La question désarçonna Alessia même si la finalité reviendrait à la même. Elle décida de répondre en toute franchise. Éviter éternellement le sujet serait impossible.

— Non, j’ai servi dans la Legio de Borée pendant cinq années, à la frontière de la République d’Haran. D’abord equites ensuite directement au service du Légat, parmi les Céleres.

— Mais comment as-tu passé les examens d’entrée ? En tant que sensible, tu aurais dû être réformé.

— Oui et vu mon âge, j’aurais été bonne pour finir aux piles. Mais ils ne décelèrent qu’une légère trace du Don en moi. Pas de quoi lancer des boules de feu, juste une sorte de sixième sens plus prononcé que le commun des mortels.

— Ce qui est contradictoire avec les prouesses dont j’ai été témoin aujourd’hui. Comment as-tu réussi à berner les senseurs de l’Académie Sin'dhorei ?

— Mon Don était en sommeil. Une plante rare pousse sur les versants tumultueux des falaises de la Côte spectrale. Un secret gardé par mes aïeuls depuis des générations. Le Don a toujours été présent dans notre lignée qui a compté bien des Eldhoïns comme nous surnommaient les Nordiens de Borée d’autrefois. Lors de mes premières transes æthériques lors de mon enfance, on me destina à un avenir prometteur au sein de l’Académie. Une magistère au sein de la famille Cœurfroid, une première depuis des générations ! Puis mon frère aîné tomba gravement malade, m’arrachant à cette fugace et glorieuse destinée. Sans héritier mâle, mon père ne voulait pas que son dernier enfant ne lui soit arraché.
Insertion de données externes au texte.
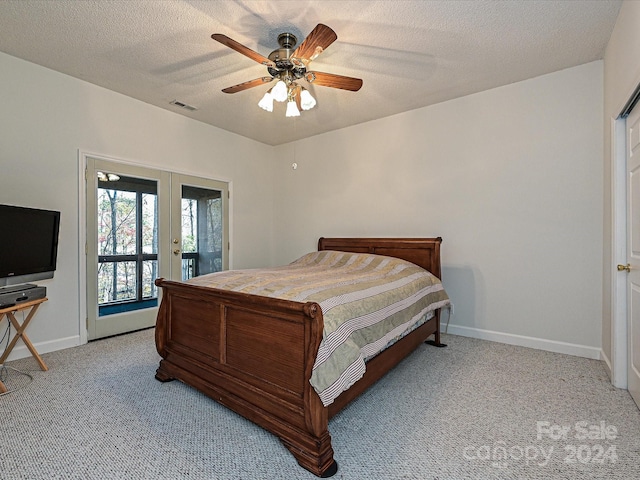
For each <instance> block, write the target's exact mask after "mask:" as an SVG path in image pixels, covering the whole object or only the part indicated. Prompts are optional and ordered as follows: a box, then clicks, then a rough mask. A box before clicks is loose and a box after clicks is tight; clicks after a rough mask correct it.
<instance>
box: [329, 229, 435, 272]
mask: <svg viewBox="0 0 640 480" xmlns="http://www.w3.org/2000/svg"><path fill="white" fill-rule="evenodd" d="M441 243H442V238H441V237H436V238H324V237H321V238H320V240H318V250H339V251H342V252H355V253H375V254H377V255H386V256H388V257H396V258H401V259H403V260H407V261H409V262H412V263H415V264H416V265H418V266H420V267H422V268H424V269H425V270H428V271H429V272H431V273H432V274H434V275H435V276H436V277H438V278H442V277H441V270H440V244H441Z"/></svg>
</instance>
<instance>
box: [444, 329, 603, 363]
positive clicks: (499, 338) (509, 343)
mask: <svg viewBox="0 0 640 480" xmlns="http://www.w3.org/2000/svg"><path fill="white" fill-rule="evenodd" d="M442 327H443V328H442V330H443V331H444V329H445V328H446V327H445V326H444V325H443V326H442ZM447 333H450V334H452V335H460V336H463V337H471V338H478V339H480V340H490V341H492V342H498V343H506V344H507V345H518V346H520V347H529V348H535V349H538V350H546V351H548V352H555V353H564V354H567V355H574V356H576V357H585V358H591V359H594V360H601V359H602V353H603V352H602V350H601V349H600V348H596V347H588V346H585V345H576V344H574V343H566V342H558V341H555V340H546V339H544V338H535V337H525V336H523V335H514V334H511V333H502V332H494V331H491V330H483V329H480V328H471V327H464V326H460V325H452V324H450V325H449V327H448V328H447Z"/></svg>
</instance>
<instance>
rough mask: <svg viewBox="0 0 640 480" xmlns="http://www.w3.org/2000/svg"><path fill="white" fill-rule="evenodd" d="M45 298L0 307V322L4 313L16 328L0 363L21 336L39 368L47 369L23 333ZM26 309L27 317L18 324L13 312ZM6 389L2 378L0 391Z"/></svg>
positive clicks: (7, 353) (25, 334) (10, 351)
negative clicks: (14, 332)
mask: <svg viewBox="0 0 640 480" xmlns="http://www.w3.org/2000/svg"><path fill="white" fill-rule="evenodd" d="M47 300H48V298H46V297H45V298H39V299H38V300H31V301H30V302H24V303H21V304H19V305H13V306H12V307H7V308H1V309H0V323H2V320H3V319H4V317H5V315H6V317H7V319H8V321H9V322H11V324H12V325H13V326H14V327H15V329H16V333H15V335H14V337H13V339H12V340H11V342H9V345H7V349H6V350H5V351H4V353H3V354H2V357H0V365H1V364H3V363H4V362H5V360H6V359H7V358H8V357H9V354H10V353H11V350H13V347H15V346H16V343H18V339H20V338H22V341H23V342H24V344H25V345H26V346H27V348H28V349H29V351H30V352H31V355H33V358H35V359H36V361H37V362H38V364H39V365H40V368H41V369H42V370H44V371H45V372H46V371H47V370H49V369H48V368H47V366H46V365H45V363H44V362H43V361H42V358H40V355H38V352H37V351H36V349H35V347H34V346H33V344H32V343H31V340H29V337H27V334H26V333H24V331H25V330H26V328H27V326H28V325H29V322H30V321H31V319H32V318H33V316H34V315H35V314H36V312H37V311H38V307H40V305H41V304H42V303H44V302H46V301H47ZM26 309H30V310H29V313H28V314H27V318H25V319H24V322H22V325H20V322H18V319H16V317H15V315H14V313H16V312H19V311H21V310H26ZM6 391H7V387H6V386H5V385H4V383H2V380H0V393H5V392H6Z"/></svg>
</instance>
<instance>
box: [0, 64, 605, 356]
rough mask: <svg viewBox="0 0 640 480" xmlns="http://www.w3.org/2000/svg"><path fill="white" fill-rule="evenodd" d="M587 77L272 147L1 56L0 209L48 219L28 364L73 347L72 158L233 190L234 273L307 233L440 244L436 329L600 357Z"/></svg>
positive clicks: (595, 170) (596, 153)
mask: <svg viewBox="0 0 640 480" xmlns="http://www.w3.org/2000/svg"><path fill="white" fill-rule="evenodd" d="M602 72H603V66H602V62H594V63H591V64H587V65H583V66H580V67H576V68H572V69H568V70H564V71H561V72H557V73H554V74H550V75H545V76H543V77H539V78H535V79H532V80H528V81H525V82H520V83H516V84H513V85H508V86H505V87H501V88H497V89H494V90H490V91H487V92H482V93H479V94H475V95H471V96H468V97H465V98H460V99H457V100H454V101H450V102H446V103H442V104H439V105H435V106H432V107H428V108H423V109H419V110H415V111H411V112H407V113H404V114H401V115H396V116H393V117H389V118H385V119H381V120H378V121H373V122H369V123H366V124H361V125H357V126H354V127H351V128H347V129H343V130H340V131H336V132H330V133H327V134H324V135H320V136H317V137H313V138H310V139H306V140H302V141H299V142H295V143H294V144H289V145H284V146H280V147H275V148H272V147H268V146H266V145H263V144H260V143H256V142H253V141H251V140H248V139H245V138H242V137H239V136H236V135H233V134H230V133H228V132H225V131H222V130H220V129H216V128H214V127H210V126H207V125H204V124H202V123H199V122H195V121H192V120H189V119H187V118H185V117H183V116H180V115H176V114H173V113H171V112H167V111H165V110H162V109H158V108H156V107H153V106H150V105H147V104H145V103H142V102H138V101H136V100H133V99H131V98H128V97H125V96H122V95H119V94H116V93H114V92H110V91H108V90H105V89H102V88H100V87H96V86H93V85H90V84H88V83H86V82H83V81H80V80H77V79H73V78H71V77H68V76H65V75H62V74H59V73H56V72H54V71H51V70H48V69H45V68H42V67H39V66H36V65H33V64H30V63H28V62H24V61H22V60H19V59H16V58H13V57H10V56H7V55H4V54H0V84H1V85H2V89H0V100H1V102H2V105H3V108H2V110H1V111H0V129H1V131H2V140H1V141H0V162H1V163H2V176H1V177H0V186H1V187H2V188H0V203H13V204H19V205H27V206H33V207H46V208H52V209H58V210H61V211H62V229H61V237H60V240H61V242H60V251H59V260H60V264H59V269H58V271H57V272H56V276H55V278H54V279H53V280H50V281H45V282H42V284H43V285H45V286H46V287H47V289H48V296H49V298H50V301H49V302H47V303H46V304H44V305H43V307H42V308H41V310H40V312H39V313H38V315H37V316H36V318H35V319H34V321H33V324H32V325H31V326H30V328H29V336H30V337H31V339H32V340H33V341H34V342H35V343H36V345H37V348H38V350H39V351H40V352H46V351H51V350H54V349H58V348H62V347H64V346H70V345H74V344H77V341H78V338H79V329H80V328H81V324H82V323H83V322H81V321H80V318H79V313H78V309H79V307H78V305H79V300H80V298H81V297H80V296H81V295H84V292H79V291H78V284H79V278H80V277H79V272H78V268H79V263H78V257H79V251H80V249H79V244H78V236H79V233H80V232H79V230H78V215H79V212H80V211H81V210H80V208H81V205H79V202H78V186H79V184H80V180H79V178H78V150H82V151H84V152H91V153H96V154H104V155H108V156H110V157H115V158H120V159H123V160H128V161H131V162H135V163H139V164H144V165H149V166H153V167H161V168H165V169H169V170H177V171H182V172H185V173H189V174H195V175H202V176H207V177H212V178H218V179H222V180H230V181H232V189H233V194H234V195H233V197H234V198H233V204H232V221H233V239H234V243H233V245H232V250H231V255H232V261H233V266H234V267H236V268H243V267H258V266H262V265H273V264H281V263H285V262H288V261H291V260H293V259H295V258H297V257H298V256H300V255H302V254H303V253H305V252H307V251H310V250H312V249H314V248H315V247H316V242H317V238H318V237H319V236H322V235H324V236H349V235H351V236H361V235H363V236H364V235H370V236H373V235H379V236H432V235H441V236H443V237H444V244H443V267H444V268H443V280H444V282H445V286H446V288H447V290H448V291H449V293H450V295H451V297H452V299H453V301H454V303H455V310H456V311H455V316H454V318H453V320H452V322H451V325H450V329H449V331H450V332H451V333H460V334H464V335H473V336H477V337H484V338H491V339H495V340H499V341H505V342H508V343H517V344H526V345H531V346H536V347H539V348H548V349H551V350H559V351H566V352H567V353H577V354H581V355H586V356H597V354H598V352H599V351H600V348H601V345H600V343H601V312H602V301H601V298H602V297H601V292H602V264H603V260H602V257H603V255H602V251H603V245H602V239H603V228H602V216H603V212H602V208H603V205H602V188H603V169H602V147H603V145H602V131H603V125H602V118H603V111H602V105H603V79H602ZM293 162H296V163H298V165H299V167H298V169H297V170H293V169H292V168H291V164H292V163H293ZM4 228H6V227H4ZM74 342H75V343H74Z"/></svg>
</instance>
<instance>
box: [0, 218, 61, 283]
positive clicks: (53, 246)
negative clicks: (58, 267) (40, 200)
mask: <svg viewBox="0 0 640 480" xmlns="http://www.w3.org/2000/svg"><path fill="white" fill-rule="evenodd" d="M0 225H2V232H1V233H0V287H3V286H6V285H16V284H20V283H26V282H32V281H36V280H43V279H46V278H53V273H54V271H55V269H56V261H57V257H58V232H59V230H60V212H56V211H53V210H40V209H35V208H26V207H17V206H13V205H0Z"/></svg>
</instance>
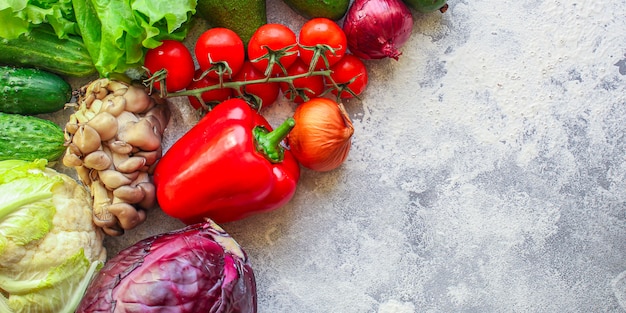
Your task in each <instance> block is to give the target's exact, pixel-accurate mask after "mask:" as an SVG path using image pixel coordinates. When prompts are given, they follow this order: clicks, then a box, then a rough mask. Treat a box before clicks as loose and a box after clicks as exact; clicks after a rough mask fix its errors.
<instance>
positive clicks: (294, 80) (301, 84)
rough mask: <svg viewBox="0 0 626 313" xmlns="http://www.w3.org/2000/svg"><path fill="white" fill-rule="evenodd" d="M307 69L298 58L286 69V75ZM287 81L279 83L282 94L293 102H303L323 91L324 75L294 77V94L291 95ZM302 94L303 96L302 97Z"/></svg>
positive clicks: (302, 95)
mask: <svg viewBox="0 0 626 313" xmlns="http://www.w3.org/2000/svg"><path fill="white" fill-rule="evenodd" d="M308 71H309V68H308V66H307V65H306V64H304V62H302V60H300V58H298V59H296V61H295V62H294V63H293V64H292V65H291V66H290V67H289V68H288V69H287V75H289V76H294V75H299V74H304V73H307V72H308ZM290 87H291V86H290V85H289V83H280V90H281V91H282V92H283V95H284V96H285V97H286V98H288V99H292V97H293V99H292V100H293V102H295V103H303V102H305V101H308V100H310V99H313V98H316V97H317V96H319V95H321V94H322V92H324V88H325V86H324V76H321V75H315V76H306V77H301V78H296V79H294V80H293V87H294V88H295V94H293V95H292V92H293V91H294V90H292V89H291V88H290ZM302 96H304V98H303V97H302Z"/></svg>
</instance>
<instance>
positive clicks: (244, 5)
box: [196, 0, 267, 46]
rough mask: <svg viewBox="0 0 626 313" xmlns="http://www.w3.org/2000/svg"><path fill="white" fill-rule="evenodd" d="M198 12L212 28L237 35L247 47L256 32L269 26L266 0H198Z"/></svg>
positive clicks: (202, 17)
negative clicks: (253, 35) (228, 32)
mask: <svg viewBox="0 0 626 313" xmlns="http://www.w3.org/2000/svg"><path fill="white" fill-rule="evenodd" d="M196 10H197V11H198V15H199V16H200V17H202V18H203V19H204V20H205V21H206V22H207V23H208V24H209V25H210V26H211V27H224V28H228V29H230V30H232V31H234V32H235V33H237V35H239V37H241V40H242V41H243V43H244V45H246V46H247V45H248V41H250V38H251V37H252V35H253V34H254V32H255V31H256V30H257V29H258V28H259V27H261V26H263V25H265V24H267V8H266V5H265V0H230V1H223V0H198V5H197V6H196Z"/></svg>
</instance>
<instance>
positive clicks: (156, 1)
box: [0, 0, 197, 77]
mask: <svg viewBox="0 0 626 313" xmlns="http://www.w3.org/2000/svg"><path fill="white" fill-rule="evenodd" d="M0 1H1V0H0ZM196 4H197V0H182V1H176V3H175V4H174V3H173V2H172V1H169V0H152V1H147V0H73V5H74V12H75V13H74V14H75V16H76V21H77V23H78V28H79V29H80V32H81V35H82V37H83V41H84V42H85V45H86V46H87V50H88V51H89V54H90V55H91V57H92V59H93V62H94V64H95V66H96V69H98V72H99V73H100V75H101V76H104V77H109V76H110V75H112V74H116V73H124V72H126V71H128V70H131V69H137V68H140V67H141V65H142V64H143V58H144V55H145V52H146V51H147V50H148V49H151V48H155V47H158V46H159V45H160V44H161V41H162V40H165V39H174V40H182V39H183V38H185V36H186V35H187V31H188V26H189V21H190V19H191V16H192V15H193V14H195V12H196Z"/></svg>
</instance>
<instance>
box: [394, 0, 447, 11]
mask: <svg viewBox="0 0 626 313" xmlns="http://www.w3.org/2000/svg"><path fill="white" fill-rule="evenodd" d="M403 1H404V3H406V4H407V5H408V6H409V8H411V9H414V10H416V11H417V12H420V13H430V12H435V11H437V10H439V11H441V13H443V12H445V11H446V9H447V8H448V5H447V3H446V2H447V0H403Z"/></svg>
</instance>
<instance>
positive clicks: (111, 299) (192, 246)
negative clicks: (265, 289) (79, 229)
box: [76, 222, 257, 313]
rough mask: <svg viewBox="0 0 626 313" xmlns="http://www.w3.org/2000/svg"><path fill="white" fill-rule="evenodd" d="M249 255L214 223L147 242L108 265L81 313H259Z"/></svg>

— Et toi que voulais-tu ? Les æthériis ont bien plus de pouvoir que quiconque au sein des Saints-Royaumes.

— Je ne sais pas. J’ai fini par arrêter de me poser cette question avec les années. Sinon tu me sembles bien au fait des usages de la Legio Imperatorii…

— Oui, mon père était légionnaire. Mais nous en parlerons une autre fois, on est bientôt rentré. Prends ta soirée et repose-toi. Cette histoire est encore loin d’être résolue.